Bill Vander Zouwen, wildlife chief for the Wisconsin Department of Natural Resources, and Scott Craven, a University of Wisconsin wildlife ecologist, know that killing 15,000 whitetails will ruin deer hunting in that area for years to come. It also will destroy the deer camp where they have hunted for decades. The camp is in the heart of the disease zone. 

"We're looking at the end of the line for our camp this fall," said Craven, who chairs the university's department of wildlife ecology. "A 30-year tradition of being on the same stand on opening day is going to come to an end, and that's a tough thing to take for a deer hunter." 

Chronic wasting disease, first detected in the West, infects deer and elk. It threatens to wipe out large numbers of animals if left unchecked. 

The outbreak in Wisconsin has created concern in neighboring Michigan, where the state DNR has begun looking at ways to combat the disease. The Michigan Natural Resources Commission is considering a statewide ban of deer feeding and a limit to baiting. 

Until February, chronic wasting disease was largely a problem in contiguous areas of northeastern Colorado, southeastern Wyoming and northwestern Nebraska. Then it was found in wild whitetails in southern Wisconsin 30 miles west of Madison, an area where hunters have conducted feeding campaigns for 30 years to increase the deer population. 

Todd Malmsbury, a spokesman for the Colorado DNR, wasn't surprised to find the Wisconsin outbreak in an area where feeding congregates the animals. 

"We had a hot spot along the Boulder-Larimer County line where the rate was 20 percent," Malmsbury said of chronic wasting disease. "Feeding and baiting are illegal, but when we went in there we found the locals dumping big piles of apples to increase the deer numbers." 

How chronic wasting disease jumped over 900 miles of disease-free territory to Wisconsin is a mystery. But many researchers suspect it arrived in a sick elk or deer shipped from a Western state to a Wisconsin game farm. 

Computer simulations in Wisconsin and Colorado, where the disease was first seen in 1967, predict that unchecked chronic wasting disease would drive local deer herds to virtual extinction in 80-100 years. 

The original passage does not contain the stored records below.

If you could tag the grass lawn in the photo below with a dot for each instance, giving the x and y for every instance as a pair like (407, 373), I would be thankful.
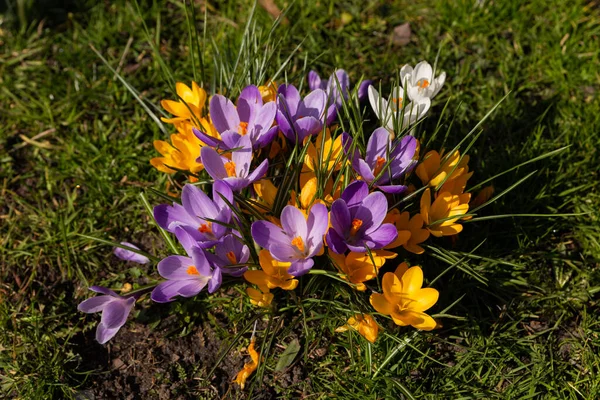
(523, 317)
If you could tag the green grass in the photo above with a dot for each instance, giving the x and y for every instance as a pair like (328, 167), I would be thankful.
(528, 328)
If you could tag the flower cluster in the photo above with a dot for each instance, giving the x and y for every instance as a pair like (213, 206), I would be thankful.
(292, 194)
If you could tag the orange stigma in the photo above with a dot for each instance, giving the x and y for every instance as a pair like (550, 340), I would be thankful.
(231, 257)
(205, 228)
(423, 83)
(356, 224)
(230, 168)
(243, 128)
(299, 243)
(398, 102)
(192, 270)
(378, 165)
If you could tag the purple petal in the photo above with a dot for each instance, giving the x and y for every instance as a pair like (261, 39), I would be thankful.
(392, 189)
(115, 313)
(381, 237)
(249, 103)
(340, 217)
(166, 291)
(314, 80)
(215, 283)
(94, 304)
(288, 100)
(301, 267)
(377, 146)
(317, 224)
(376, 204)
(355, 193)
(209, 140)
(336, 242)
(197, 203)
(259, 172)
(266, 234)
(213, 163)
(223, 114)
(294, 223)
(363, 89)
(168, 217)
(104, 334)
(175, 268)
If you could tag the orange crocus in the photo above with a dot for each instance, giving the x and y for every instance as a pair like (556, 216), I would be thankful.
(404, 299)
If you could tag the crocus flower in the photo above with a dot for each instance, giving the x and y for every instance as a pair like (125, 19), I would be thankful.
(186, 275)
(250, 367)
(128, 255)
(410, 231)
(356, 221)
(439, 216)
(260, 298)
(235, 173)
(403, 298)
(364, 324)
(273, 274)
(230, 251)
(394, 113)
(197, 212)
(114, 308)
(300, 118)
(385, 159)
(297, 240)
(251, 118)
(420, 82)
(435, 169)
(356, 267)
(182, 152)
(330, 86)
(189, 107)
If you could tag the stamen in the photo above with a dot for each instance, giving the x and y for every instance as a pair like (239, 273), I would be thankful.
(243, 128)
(231, 257)
(192, 270)
(378, 165)
(299, 243)
(230, 168)
(205, 228)
(356, 224)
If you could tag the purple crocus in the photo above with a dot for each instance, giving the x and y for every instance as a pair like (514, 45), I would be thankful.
(129, 255)
(298, 118)
(197, 213)
(385, 159)
(356, 221)
(250, 118)
(186, 276)
(230, 251)
(297, 240)
(235, 173)
(114, 308)
(334, 99)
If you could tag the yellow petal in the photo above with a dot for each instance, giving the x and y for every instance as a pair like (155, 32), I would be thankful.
(380, 304)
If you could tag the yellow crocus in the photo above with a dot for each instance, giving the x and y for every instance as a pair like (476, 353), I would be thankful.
(364, 324)
(250, 367)
(433, 172)
(190, 106)
(272, 275)
(438, 216)
(404, 299)
(268, 92)
(410, 231)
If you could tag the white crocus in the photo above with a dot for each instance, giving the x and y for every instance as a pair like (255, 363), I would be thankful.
(420, 82)
(395, 112)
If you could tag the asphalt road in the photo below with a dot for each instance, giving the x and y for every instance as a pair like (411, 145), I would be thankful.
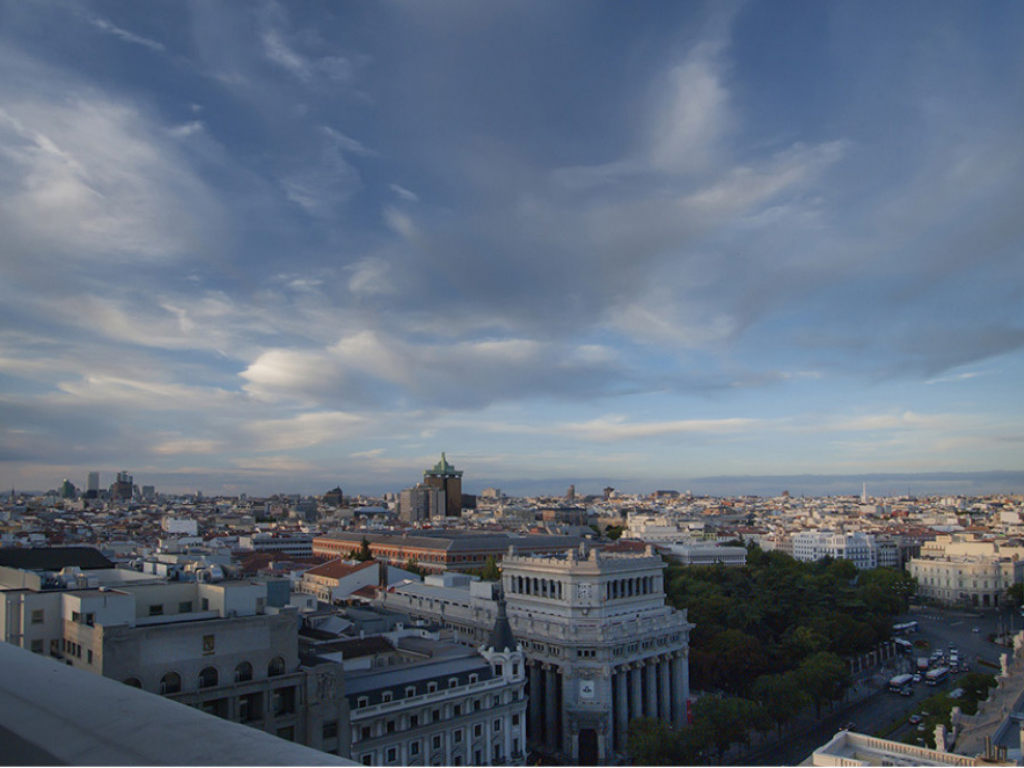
(939, 629)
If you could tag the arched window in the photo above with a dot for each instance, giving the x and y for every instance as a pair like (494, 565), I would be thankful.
(208, 677)
(170, 683)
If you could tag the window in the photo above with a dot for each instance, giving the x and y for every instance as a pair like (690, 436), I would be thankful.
(284, 700)
(208, 677)
(170, 683)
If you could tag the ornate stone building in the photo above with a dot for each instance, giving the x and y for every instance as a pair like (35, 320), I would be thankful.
(602, 647)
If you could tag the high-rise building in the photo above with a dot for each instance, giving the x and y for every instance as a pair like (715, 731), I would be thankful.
(422, 503)
(123, 486)
(445, 477)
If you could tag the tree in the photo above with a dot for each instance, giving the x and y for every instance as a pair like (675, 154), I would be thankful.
(824, 677)
(782, 695)
(651, 741)
(364, 555)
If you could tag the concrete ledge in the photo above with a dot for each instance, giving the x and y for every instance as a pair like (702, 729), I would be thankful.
(64, 716)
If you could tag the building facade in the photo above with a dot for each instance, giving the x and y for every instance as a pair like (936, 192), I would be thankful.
(449, 479)
(602, 648)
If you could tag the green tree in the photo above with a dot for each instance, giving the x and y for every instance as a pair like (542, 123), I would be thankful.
(782, 695)
(824, 677)
(651, 741)
(364, 555)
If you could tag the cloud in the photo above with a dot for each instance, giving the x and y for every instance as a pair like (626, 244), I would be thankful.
(373, 368)
(129, 37)
(86, 176)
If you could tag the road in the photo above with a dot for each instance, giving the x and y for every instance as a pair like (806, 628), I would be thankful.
(939, 629)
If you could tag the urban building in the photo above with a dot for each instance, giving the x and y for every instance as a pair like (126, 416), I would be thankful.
(437, 551)
(857, 547)
(602, 648)
(422, 502)
(454, 706)
(445, 477)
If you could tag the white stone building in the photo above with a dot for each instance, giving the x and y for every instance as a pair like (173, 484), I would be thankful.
(602, 647)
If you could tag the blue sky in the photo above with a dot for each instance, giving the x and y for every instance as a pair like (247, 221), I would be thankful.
(269, 247)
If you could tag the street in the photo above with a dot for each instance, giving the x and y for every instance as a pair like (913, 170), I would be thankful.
(939, 629)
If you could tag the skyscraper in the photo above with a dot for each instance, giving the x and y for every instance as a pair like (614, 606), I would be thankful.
(445, 477)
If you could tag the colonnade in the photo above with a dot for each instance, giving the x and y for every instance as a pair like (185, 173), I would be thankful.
(655, 687)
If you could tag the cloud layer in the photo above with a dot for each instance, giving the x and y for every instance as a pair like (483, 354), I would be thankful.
(291, 245)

But Doris Olander, a consulting veterinarian for the Wisconsin DNR who also worked on the mad cow outbreak in England, said hunters would see drastic reductions long before then. Olander appeared before a group of 700 at an informational meeting at Southwest High in Green Bay. 

Using computer modeling with conservative estimates about how fast chronic wasting disease spreads, she found that deer would drop from 30-50 per square mile to fewer than five per square mile in about 20 years. 

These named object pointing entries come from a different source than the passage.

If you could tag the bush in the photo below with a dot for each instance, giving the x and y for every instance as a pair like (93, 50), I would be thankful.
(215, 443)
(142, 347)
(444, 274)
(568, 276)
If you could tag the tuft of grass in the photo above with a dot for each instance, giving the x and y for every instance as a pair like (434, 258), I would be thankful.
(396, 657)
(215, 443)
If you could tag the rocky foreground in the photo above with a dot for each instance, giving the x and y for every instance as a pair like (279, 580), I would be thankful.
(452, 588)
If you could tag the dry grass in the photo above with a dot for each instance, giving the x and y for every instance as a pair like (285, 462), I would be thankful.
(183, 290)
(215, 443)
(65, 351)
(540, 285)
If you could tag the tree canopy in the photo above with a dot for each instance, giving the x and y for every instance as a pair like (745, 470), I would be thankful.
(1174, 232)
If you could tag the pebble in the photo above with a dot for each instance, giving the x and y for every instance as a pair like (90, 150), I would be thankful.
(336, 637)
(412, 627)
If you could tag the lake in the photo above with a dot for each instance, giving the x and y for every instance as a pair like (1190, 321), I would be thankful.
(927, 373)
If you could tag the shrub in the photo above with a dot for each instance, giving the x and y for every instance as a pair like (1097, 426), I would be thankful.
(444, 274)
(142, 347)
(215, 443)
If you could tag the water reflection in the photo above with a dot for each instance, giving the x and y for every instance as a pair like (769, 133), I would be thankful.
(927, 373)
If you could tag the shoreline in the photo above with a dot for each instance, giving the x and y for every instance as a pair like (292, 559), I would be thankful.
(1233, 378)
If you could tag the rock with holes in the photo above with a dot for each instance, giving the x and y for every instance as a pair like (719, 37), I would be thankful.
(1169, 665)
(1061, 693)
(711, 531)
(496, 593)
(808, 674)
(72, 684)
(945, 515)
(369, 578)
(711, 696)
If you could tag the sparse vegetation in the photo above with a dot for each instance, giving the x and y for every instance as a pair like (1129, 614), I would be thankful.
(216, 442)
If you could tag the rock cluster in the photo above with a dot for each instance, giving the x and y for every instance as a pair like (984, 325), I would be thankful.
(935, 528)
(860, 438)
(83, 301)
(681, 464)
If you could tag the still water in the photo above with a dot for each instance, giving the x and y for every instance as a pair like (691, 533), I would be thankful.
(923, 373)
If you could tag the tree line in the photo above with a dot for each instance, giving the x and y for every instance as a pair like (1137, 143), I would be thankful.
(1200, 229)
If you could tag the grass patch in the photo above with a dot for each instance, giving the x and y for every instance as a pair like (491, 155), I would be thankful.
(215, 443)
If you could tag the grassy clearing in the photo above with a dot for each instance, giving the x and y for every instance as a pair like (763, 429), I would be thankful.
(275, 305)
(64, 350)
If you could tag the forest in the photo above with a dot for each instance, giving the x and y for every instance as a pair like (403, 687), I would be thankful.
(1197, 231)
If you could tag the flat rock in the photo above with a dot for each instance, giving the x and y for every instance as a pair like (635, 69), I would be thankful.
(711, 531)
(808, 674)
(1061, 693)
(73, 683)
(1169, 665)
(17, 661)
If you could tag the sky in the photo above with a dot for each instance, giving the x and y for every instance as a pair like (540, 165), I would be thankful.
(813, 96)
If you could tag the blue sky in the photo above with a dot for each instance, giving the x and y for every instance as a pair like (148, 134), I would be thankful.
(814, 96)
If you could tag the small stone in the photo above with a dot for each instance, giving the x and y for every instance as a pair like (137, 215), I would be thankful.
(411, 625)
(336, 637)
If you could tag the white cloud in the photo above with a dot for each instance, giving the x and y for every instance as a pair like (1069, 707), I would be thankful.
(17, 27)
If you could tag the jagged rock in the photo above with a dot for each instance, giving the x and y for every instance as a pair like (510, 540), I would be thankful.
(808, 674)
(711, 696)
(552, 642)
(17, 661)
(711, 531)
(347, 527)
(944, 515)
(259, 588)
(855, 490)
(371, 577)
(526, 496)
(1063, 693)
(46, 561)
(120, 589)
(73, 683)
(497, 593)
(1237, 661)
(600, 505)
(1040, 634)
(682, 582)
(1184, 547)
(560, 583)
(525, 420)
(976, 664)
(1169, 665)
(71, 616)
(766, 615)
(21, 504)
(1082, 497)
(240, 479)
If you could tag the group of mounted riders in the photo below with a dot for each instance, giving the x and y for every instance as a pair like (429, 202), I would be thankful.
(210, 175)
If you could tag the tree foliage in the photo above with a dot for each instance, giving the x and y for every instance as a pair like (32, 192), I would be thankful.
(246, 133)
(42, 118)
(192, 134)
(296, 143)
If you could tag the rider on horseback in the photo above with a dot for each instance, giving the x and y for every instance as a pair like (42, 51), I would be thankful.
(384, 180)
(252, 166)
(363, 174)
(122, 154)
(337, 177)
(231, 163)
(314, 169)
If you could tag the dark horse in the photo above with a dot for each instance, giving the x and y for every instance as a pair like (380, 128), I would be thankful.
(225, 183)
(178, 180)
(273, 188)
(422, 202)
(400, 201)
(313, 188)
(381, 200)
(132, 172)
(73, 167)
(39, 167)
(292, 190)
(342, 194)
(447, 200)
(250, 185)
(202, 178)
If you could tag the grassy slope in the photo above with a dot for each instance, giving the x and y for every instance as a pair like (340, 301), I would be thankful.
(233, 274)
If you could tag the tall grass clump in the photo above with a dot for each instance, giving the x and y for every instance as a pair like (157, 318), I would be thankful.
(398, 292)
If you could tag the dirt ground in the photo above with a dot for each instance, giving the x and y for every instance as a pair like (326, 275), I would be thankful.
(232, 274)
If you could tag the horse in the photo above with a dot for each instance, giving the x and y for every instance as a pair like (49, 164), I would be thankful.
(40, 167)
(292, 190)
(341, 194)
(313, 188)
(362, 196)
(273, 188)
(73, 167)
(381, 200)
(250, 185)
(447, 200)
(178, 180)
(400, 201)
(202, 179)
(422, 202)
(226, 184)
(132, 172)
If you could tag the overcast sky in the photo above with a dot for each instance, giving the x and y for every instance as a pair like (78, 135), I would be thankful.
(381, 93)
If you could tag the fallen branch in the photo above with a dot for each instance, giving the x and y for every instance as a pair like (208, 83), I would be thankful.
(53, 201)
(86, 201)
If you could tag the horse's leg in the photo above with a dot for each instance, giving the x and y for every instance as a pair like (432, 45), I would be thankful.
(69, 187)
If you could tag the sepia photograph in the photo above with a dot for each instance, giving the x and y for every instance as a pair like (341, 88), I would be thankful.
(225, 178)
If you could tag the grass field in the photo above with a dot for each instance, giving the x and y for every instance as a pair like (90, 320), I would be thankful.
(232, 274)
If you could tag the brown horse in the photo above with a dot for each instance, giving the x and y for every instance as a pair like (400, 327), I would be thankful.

One of those at the Green Bay meeting was Arnie Rudquist of Escanaba, who said he came "because I'm a deer hunter, and the Wisconsin border is only 40 miles from my camp. I know the part of Wisconsin that has (the disease) is 200 miles away, but from what I've heard at this meeting, I'm going home even more worried than when I came. 

"If Wisconsin doesn't get rid of it soon, I don't see how it can help but spread to the states all around." 

Michigan DNR officials have tested nearly 500 deer for chronic wasting disease in the counties that border Wisconsin and plan to test about 1,500 more this fall. None of the deer tested had the disease. 

The Wisconsin control plan is a scorched-earth policy that would rely on year-round shooting to kill every deer in a nine-mile radius and dump the carcasses in a landfill. 

"In 1924, the California (DNR) killed 22,000 deer in 1,100 square miles to end an outbreak of hoof-and-mouth disease, so we know it can be done," Craven said. 

But that might be easier said than done. Most infected areas in Wisconsin have 40 deer per square mile, and some have more than 100. Wisconsin hunters also face the problem of dense woodlands, where it is much harder to kill deer. 

The state planned to start a massive kill in mid-May, but that was delayed after the plan met resistance from landowners, residents worried about safety, and businesses that depend on deer hunting for income. Deer hunting is a $1-billion-a-year business in Wisconsin. 

"This is a bad idea for lots of reasons," said Richard Freund of Green Bay, who hunts in the infected zone. "For one thing, there's no proof it will work. They've been killing every deer they can in the infected areas in Colorado, and it still spread from about two square miles 25 years ago to 16,000 square miles today. And they only have five or six deer per square mile. 

"How do they think they can kill all the deer in a place like Wisconsin with 10 times as many?" 

The infection rate is about 9 percent at the core of the zone where Wisconsin wants to eradicate the disease. Inside the zone, the eradication plan has generated the same controversy the Michigan DNR provoked in the northeastern Lower Peninsula, where it tried to end an outbreak of bovine tuberculosis by reducing the deer herd by 50 percent. 

But many hunters outside Wisconsin's infected area, and many inside, support the eradication program. Vander Zouwen said the opposition is counterproductive because "you're not saving the deer as much as you're protecting the disease. If people don't take part by hunting in the infected zone, then the herd will actually grow at first and increase the speed at which CWD spreads." 

Wisconsin found the disease largely by luck. When the state decided to begin testing for chronic wasting disease, Craven was teaching disease-testing techniques to a class of undergraduates. He sent them to the nearest deer check station for field work in the firearms deer season last year. The check station was at Mt. Horeb, which turned out to be the center of the infected zone. 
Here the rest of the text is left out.